Shares rose 73 cents, or 1.6%, to $46.79, the highest since Aug. 19. A potential buyer could be Koch Industries, the privately held company run by the Koch brothers, according to social media commentary that was reported by news media including Bloomberg.

International Paper hasn't responded to press inquiries regarding the account.

One argument in favor of a transaction is that the paper industry has been a dynamic sector for deal making, with multiple transactions having been completed in recent years. IP itself has been part of the trend, agreeing in May to buy the pulp business of Weyerhaeuser (WY) - Get Report for $2.2 billion in cash. The Department of Justice approved that deal just last week.

Meanwhile, Koch Industries has a fairly substantial footprint in the paper business.
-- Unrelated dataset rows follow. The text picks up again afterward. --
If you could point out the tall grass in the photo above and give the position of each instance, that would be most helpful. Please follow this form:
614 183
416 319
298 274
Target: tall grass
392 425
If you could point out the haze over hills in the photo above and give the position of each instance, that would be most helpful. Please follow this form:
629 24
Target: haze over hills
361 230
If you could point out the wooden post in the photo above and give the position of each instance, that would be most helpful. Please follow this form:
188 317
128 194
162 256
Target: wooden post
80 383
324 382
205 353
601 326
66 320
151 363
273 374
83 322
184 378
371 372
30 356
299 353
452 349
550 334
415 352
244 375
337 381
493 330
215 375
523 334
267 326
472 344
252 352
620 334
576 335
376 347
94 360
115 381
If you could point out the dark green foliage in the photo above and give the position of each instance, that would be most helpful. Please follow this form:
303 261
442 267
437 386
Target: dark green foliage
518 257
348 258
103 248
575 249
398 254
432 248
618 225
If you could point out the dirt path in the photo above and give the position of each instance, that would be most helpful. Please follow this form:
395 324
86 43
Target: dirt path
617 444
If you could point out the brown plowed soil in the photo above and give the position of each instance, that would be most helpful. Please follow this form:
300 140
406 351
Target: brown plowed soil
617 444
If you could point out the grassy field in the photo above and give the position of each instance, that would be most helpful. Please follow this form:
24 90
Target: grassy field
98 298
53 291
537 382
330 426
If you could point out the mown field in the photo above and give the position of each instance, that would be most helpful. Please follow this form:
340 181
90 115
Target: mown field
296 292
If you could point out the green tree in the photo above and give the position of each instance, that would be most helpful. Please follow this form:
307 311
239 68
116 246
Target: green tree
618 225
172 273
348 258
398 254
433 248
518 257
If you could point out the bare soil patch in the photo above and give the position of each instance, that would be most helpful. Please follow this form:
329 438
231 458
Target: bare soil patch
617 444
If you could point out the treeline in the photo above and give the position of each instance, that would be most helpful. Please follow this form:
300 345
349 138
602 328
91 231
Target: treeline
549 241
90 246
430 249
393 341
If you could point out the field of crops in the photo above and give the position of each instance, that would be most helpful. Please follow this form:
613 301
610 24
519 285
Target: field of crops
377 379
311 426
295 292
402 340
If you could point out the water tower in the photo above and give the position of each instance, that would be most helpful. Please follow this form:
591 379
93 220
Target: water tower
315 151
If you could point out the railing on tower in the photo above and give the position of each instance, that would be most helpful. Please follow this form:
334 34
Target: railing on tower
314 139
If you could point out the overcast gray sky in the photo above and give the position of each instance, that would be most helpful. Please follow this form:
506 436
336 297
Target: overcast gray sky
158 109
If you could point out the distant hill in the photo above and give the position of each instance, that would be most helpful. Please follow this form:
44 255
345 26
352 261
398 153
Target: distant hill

In 2005, the company bought Georgia Pacific, the tissue products maker known for such products as Brawny paper towels. Koch paid $13 billion for the asset, a 40% premium at the time. The price reflected Koch confidence that it could improve Georgia Pacific's financial condition so that less of the company's capital resources went to finance its debt, and more could be steered toward improving its operations.

The Georgia Pacific transaction seemed, at the time, to show an effort by Koch to pivot away from its core businesses in oil and pipelines into an enterprise with exposure to consumer products. By making a bid for IP, Koch may be able to show it's making a lateral move rather than a transformative move. Even so, IP's paper businesses are aimed more at industrial customers, while Georgia-Pacific is more oriented to individual consumers.

Koch's purchase of Georgia Pacific actually was presaged by smaller transactions that Koch made for some of Georgia Pacific's pulp plants the preceding year. And if Koch can be seen pressing its nose up against the glass with smaller transactions, the same could be true with IP.

In December 2012, Koch bought an IP unit that operated a brace of factories, a deal that gives the two companies at least a modicum of shared DNA.

Arguing against a Koch investment in IP may be the paper maker's recently expanded debt profile. IP has just hit the credit markets for $2.3 billion to fund its acquisition of the Weyerhaeuser assets, and it's not clear how accommodating Koch Industries might be to the heavier debt load. On the other hand, even Moody's recently said that the capital raising hasn't appreciably increased IP's leverage.